A troco de 824 M€, 641 M€ deles gastos num empréstimo para a construção do Barclays Center e outros 183 M€ na aquisição do franchising, Mikhail Prokhorov ajudou os Brooklyn Nets a saltarem para o lote de grandes equipas da NBA antes de, em 2019, vender a equipa a Joseph Tsai por 1000 M€. Refira-se que o investimento, que ajudou a trazer craques de primeira linha como Kevin Durant, Kyrie Irving e James Harden, não resultou em títulos.
ROMAN ABRAMOVICH
Dono do Chelsea entre 2003 e 2022
Investimento inicial no clube: 340 milhões de euros
Posição no ranking de milionários da Forbes em 2021: 142º
Fortuna pessoal estimada: 13 mil milhões de euros
Padrinho de Putin
Fez fortuna no setor petrolífero e, em 2000, foi eleito pela região de Chukotka para a Duma. Antes mesmo de enveredar pela carreira política, o empresário já era um conselheiro próximo de Boris Yeltsin, a quem "soprou" o nome de Vladimir Putin como sucessor na presidência. O seu reinado no Chelsea marcou uma era no futebol.
Sanções fazem mossa nos cofres
O cerco imposto à economia russa desde a invasão à Ucrânia tem feito enorme mossa na banca e começam a acumular-se perdas astronómicas no setor.
Neste lote insere-se Oleg Tinkov, nome incontornável do ciclismo no início deste século. Dono do banco que batizou com o seu apelido, o russo, de 54 anos, entrou na modalidade em 2006 com uma equipa de pista e, em 2013, adquiriu por cerca de 6 M€ a formação de estrada detida pelo antigo ciclista dinamarquês Bjarne Riis, que já patrocinava. Em três anos de atividade, a Tinkov contou com estrelas como Alberto Contador, Peter Sagan, Rafal Majka ou os portugueses Sérgio Paulinho e Bruno Pires e venceu uma Vuelta (2014) e um Giro (2015), ambos por "El Pistolero".
Afastado do palco mediático desde o fim do seu projeto no ciclismo, Tinkov voltou a ser notícia por posicionar-se publicamente contra a guerra instigada pelo regime de Vladimir Putin que, segundo a Imprensa internacional, foi responsável por prejuízos na ordem dos 3600 M€ do Banco Tinkov.
Patrocinador principal da equipa de Fórmula 1 Haas até sábado, dia em que o contrato foi quebrado, e responsável pela presença do filho Nikita num dos monolugares, que, entretanto viu o seu contrato rescindido na sequência da guerra entre a Rússia e a Ucrânia, Dmitry Mazepin arrisca ser severamente atingido pelo projeto da Duma de proibir a exportação de fertilizantes, base da Uralchem. Mesmo sem a confirmação da retaliação russa às sanções do Ocidente, o magnata foi obrigado a abandonar a sua ambição de levar à glória a equipa mais fraca do pelotão.

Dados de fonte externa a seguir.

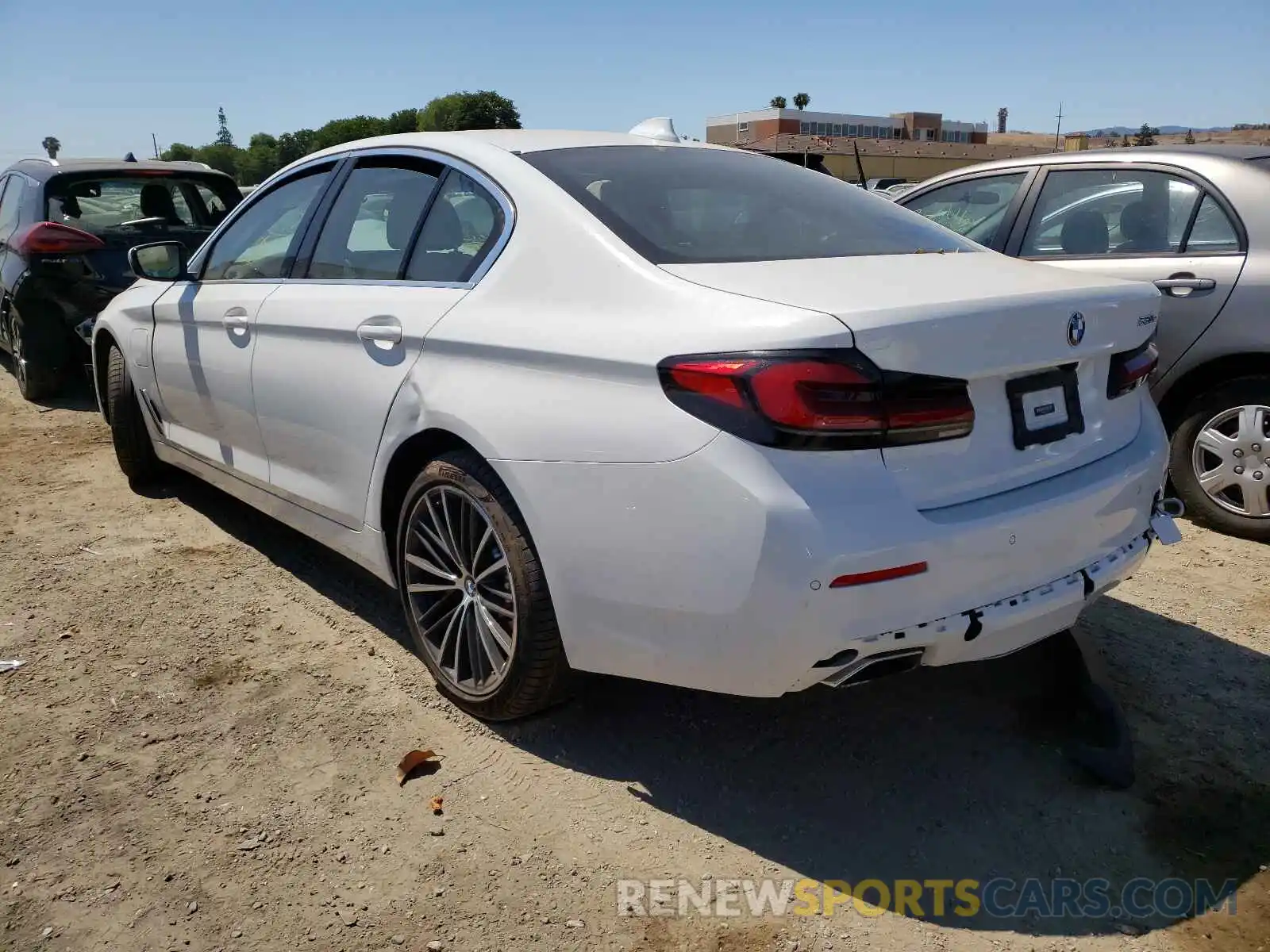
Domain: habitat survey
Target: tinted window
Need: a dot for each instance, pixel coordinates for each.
(117, 206)
(1091, 213)
(374, 220)
(686, 205)
(10, 206)
(1212, 230)
(262, 241)
(463, 225)
(973, 207)
(216, 205)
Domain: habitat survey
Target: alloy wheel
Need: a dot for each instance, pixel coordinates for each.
(459, 585)
(1231, 460)
(17, 355)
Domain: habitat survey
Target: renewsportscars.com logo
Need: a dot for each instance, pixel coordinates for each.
(927, 899)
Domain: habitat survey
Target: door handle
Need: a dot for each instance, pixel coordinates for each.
(1180, 286)
(380, 332)
(235, 321)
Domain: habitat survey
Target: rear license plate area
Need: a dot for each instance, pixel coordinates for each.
(1045, 408)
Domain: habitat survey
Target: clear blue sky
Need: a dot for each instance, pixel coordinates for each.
(103, 76)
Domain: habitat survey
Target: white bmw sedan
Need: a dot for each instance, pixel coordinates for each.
(664, 410)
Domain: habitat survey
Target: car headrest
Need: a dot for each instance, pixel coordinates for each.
(156, 202)
(442, 232)
(403, 215)
(1138, 222)
(1085, 232)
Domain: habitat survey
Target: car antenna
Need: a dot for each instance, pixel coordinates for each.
(660, 127)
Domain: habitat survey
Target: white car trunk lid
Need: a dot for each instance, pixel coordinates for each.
(1000, 324)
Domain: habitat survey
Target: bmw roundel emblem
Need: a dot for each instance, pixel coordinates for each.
(1076, 329)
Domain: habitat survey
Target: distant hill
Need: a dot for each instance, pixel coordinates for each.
(1104, 131)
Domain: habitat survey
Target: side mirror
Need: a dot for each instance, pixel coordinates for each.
(163, 260)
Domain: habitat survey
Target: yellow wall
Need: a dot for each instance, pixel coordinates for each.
(914, 168)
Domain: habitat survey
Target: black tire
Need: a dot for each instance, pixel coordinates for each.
(1199, 505)
(129, 433)
(537, 673)
(37, 378)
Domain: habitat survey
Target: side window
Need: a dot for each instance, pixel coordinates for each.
(262, 241)
(370, 226)
(10, 206)
(973, 207)
(463, 225)
(1212, 230)
(182, 207)
(1090, 213)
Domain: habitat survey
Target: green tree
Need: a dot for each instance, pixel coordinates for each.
(483, 109)
(337, 132)
(178, 152)
(295, 145)
(221, 158)
(402, 121)
(222, 130)
(260, 160)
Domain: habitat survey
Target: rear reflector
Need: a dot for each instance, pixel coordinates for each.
(899, 571)
(817, 399)
(1130, 368)
(48, 238)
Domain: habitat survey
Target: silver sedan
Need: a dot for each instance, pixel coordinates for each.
(1193, 220)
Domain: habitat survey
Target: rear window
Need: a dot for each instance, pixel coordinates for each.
(118, 205)
(679, 205)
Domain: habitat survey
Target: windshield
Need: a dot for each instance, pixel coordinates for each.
(679, 205)
(121, 205)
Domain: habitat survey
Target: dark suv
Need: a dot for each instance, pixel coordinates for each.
(65, 232)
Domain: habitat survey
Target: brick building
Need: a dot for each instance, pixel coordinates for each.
(755, 125)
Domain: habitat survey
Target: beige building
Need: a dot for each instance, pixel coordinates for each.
(903, 159)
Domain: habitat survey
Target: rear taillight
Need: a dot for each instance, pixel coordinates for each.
(817, 399)
(48, 238)
(1132, 367)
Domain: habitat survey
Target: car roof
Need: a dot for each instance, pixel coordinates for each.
(44, 169)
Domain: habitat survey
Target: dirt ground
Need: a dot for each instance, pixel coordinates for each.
(201, 753)
(1045, 140)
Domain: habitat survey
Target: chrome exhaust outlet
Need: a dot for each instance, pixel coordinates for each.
(1162, 516)
(879, 666)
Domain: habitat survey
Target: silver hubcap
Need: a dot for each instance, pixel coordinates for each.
(459, 587)
(1232, 460)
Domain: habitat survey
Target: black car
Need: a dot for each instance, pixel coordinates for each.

Além dos empresários, os clubes russos também começam a sentir o rombo na economia local. Acionista maioritário do CSKA de Moscovo, com 77% de participação, o banco estatal VEB registou enormes prejuízos nos dias que se seguiram à invasão e pode fechar a torneira ao clube desde sempre conotado com o exército.
Por outro lado, a Lukoil, gigante da indústria petrolífera e principal patrocinadora do Spartak, já apelou ao fim do conflito pela voz do presidente Vagit Aleksperov, que anunciou prejuízos na ordem dos 5600 M€. Riscada da lista de patrocinadores da UEFA, a Gazprom deve manter um forte apoio ao futebol, basquetebol e voleibol do Zenit face à dependência energética da Europa ao nível do gás natural.